CHANG W. LEE: I was walking on 7th Avenue, down towards the World Trade Center. I was just looking at the tower. And there was just a lot of smoke. At one point, it was so bad that I was thinking that the thing was going to collapse any second. As soon as I said that, the North Tower starts to collapse. People were, like, screaming, yelling, cursing, just couldn't believe what was happening. It's probably the hardest moments I will remember for the rest of my life. I don't know, it was when that building collapsed. It was thousands of people losing their lives.

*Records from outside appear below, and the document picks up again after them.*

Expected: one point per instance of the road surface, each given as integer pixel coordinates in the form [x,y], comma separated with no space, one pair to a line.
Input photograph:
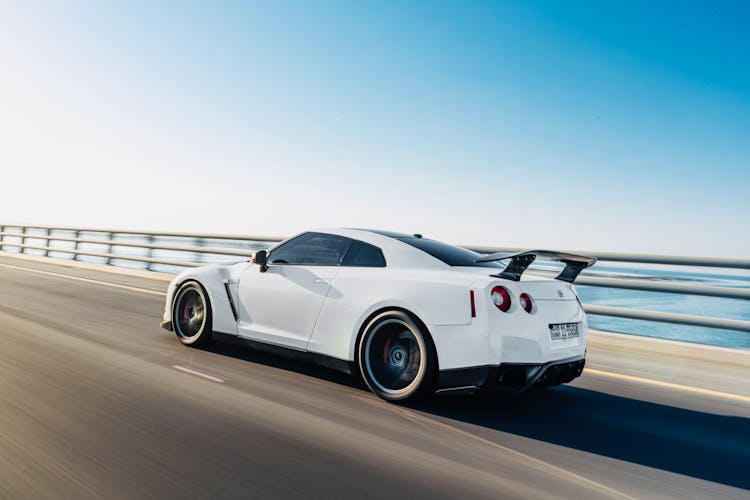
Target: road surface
[97,402]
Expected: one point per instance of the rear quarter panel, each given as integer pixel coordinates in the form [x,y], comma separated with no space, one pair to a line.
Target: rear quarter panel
[437,298]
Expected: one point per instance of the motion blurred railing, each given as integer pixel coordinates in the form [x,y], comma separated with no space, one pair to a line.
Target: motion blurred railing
[192,250]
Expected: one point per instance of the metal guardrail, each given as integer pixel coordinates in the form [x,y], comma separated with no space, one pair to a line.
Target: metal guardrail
[200,249]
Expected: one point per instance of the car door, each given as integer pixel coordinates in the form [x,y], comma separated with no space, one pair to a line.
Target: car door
[281,305]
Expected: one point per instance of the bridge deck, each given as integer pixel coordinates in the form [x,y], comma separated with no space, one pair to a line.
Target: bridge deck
[97,401]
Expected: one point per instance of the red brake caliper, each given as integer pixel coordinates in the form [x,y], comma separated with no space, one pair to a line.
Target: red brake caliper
[385,351]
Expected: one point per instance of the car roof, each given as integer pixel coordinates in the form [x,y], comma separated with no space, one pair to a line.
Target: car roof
[397,253]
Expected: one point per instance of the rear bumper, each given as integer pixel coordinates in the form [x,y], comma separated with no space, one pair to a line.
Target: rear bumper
[510,377]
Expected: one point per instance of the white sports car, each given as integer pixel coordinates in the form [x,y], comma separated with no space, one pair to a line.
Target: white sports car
[415,316]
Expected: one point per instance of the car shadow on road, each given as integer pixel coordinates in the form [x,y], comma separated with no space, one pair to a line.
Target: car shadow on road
[702,445]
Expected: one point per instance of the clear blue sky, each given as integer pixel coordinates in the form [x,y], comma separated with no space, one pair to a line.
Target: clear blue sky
[590,125]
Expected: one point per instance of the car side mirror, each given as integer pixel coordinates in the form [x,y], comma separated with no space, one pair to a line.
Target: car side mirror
[260,258]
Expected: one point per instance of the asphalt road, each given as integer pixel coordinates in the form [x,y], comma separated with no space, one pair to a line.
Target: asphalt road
[97,402]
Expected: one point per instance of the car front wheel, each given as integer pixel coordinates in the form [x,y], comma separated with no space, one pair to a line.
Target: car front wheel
[191,315]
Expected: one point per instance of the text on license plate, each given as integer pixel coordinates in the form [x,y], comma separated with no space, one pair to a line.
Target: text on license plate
[563,330]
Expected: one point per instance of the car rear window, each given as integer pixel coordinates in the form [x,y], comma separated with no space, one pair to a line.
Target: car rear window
[450,254]
[363,254]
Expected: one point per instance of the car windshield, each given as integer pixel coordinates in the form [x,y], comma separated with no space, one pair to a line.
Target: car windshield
[450,254]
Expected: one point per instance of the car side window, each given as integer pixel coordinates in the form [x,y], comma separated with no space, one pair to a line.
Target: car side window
[363,254]
[311,249]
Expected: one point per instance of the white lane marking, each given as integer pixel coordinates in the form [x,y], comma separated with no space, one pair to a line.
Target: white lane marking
[199,374]
[669,385]
[87,280]
[416,417]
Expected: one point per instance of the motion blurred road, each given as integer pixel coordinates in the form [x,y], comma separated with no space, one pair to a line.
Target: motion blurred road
[97,402]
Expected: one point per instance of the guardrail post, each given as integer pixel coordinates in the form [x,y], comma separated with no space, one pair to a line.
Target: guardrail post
[109,248]
[76,235]
[150,253]
[46,252]
[199,243]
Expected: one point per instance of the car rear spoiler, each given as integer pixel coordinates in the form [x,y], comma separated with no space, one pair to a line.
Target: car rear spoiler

ANGEL FRANCO: As I was almost close to the second building, a police van drove in. As the officers are telling us to move back, this building flared up and started to collapse. We had this big shadow of debris just coming down the street. I ran about two to three blocks to a business that the doors were open. As the debris was coming down the street, there was this shadow, and it felt like it took forever. So I did the sequence of this shadow just coming, and everything getting darker, and then the stuff hitting the ground, and then this quiet.
ANDREA MOHIN, Photographer: This is from the Brooklyn Bridge moments within half an hour after the second tower has collapsed. On this otherwise beautiful, sunny day, this exodus of survivors slowly made its way out of the smoke and into the sunlight. I ran into this man, Joseph Sylvester, who said he worked at the World Financial Center. He was covered in ash. And his head was bleeding from a piece of debris that had fallen on him. He said he was looking for his father, who he had not found, who worked in the area. People obviously were just grabbing anything that was important to them, and trying to get out as quickly as possible. I'll never forget how calm and quiet they were. I think everyone must have been in shock, just silently, slowly making their way to safety.
ANGEL FRANCO: I did this photograph of the sun trying to come... to pierce through this cloud of smoke and fire of where the World Trade Centers used to be. And as I was shooting that moment, I realized that I wasn't covering news anymore. I was covering history, you know, of America being under attack. I went through this experience where I realized that, "God, there must be a lot of people dead now." And I realized that the Trades weren't there anymore, that my life had changed, and the life in America that I knew had changed. As I approached the area, which is now called Ground Zero, I saw all these fire trucks lined up. Half of them were buried, covered with whatever was left of the Trade Centers, and you could hear the crackling of the fires; they were still going. Firefighters were calling out for their friends, partners, for probees, you know, guys that just came out of the academy, and they couldn't hear anyone coming back. And then when they realized that they were the ones that had survived, they started hosing down the areas of the fire. They started this digging-out process, and trying to recover whoever was underneath the rubble. And they just kept digging.
KRISTA NILES, Photographer: The devastation was so complete, the firefighters did not know how to start. Not only were they coming to terms with just the sheer devastation, there were thousands of people, including their own, inside each building as each tower fell. How can you start? You can't. The firefighter in the center has just been confirmed that his brother, who was also a firefighter, was in Tower 2 as it collapsed. They almost had to force him to allow them to hug him. And as soon as they touched him, the bravado just melted away.
CHANGE W. LEE: Around 3:00, we were right on the west part of the World Trade Center. The towers kept burning. And it was burning like that for hours. There was firefighters climbing ladders to go inside the building to see if there was any survivors. And they were doing everything they could, you know. I don't... nobody there never seen anything like that. There was one firefighter on the street sort of sitting and not thinking. They were lost, they were devastated. And Manhattan has never been that quiet.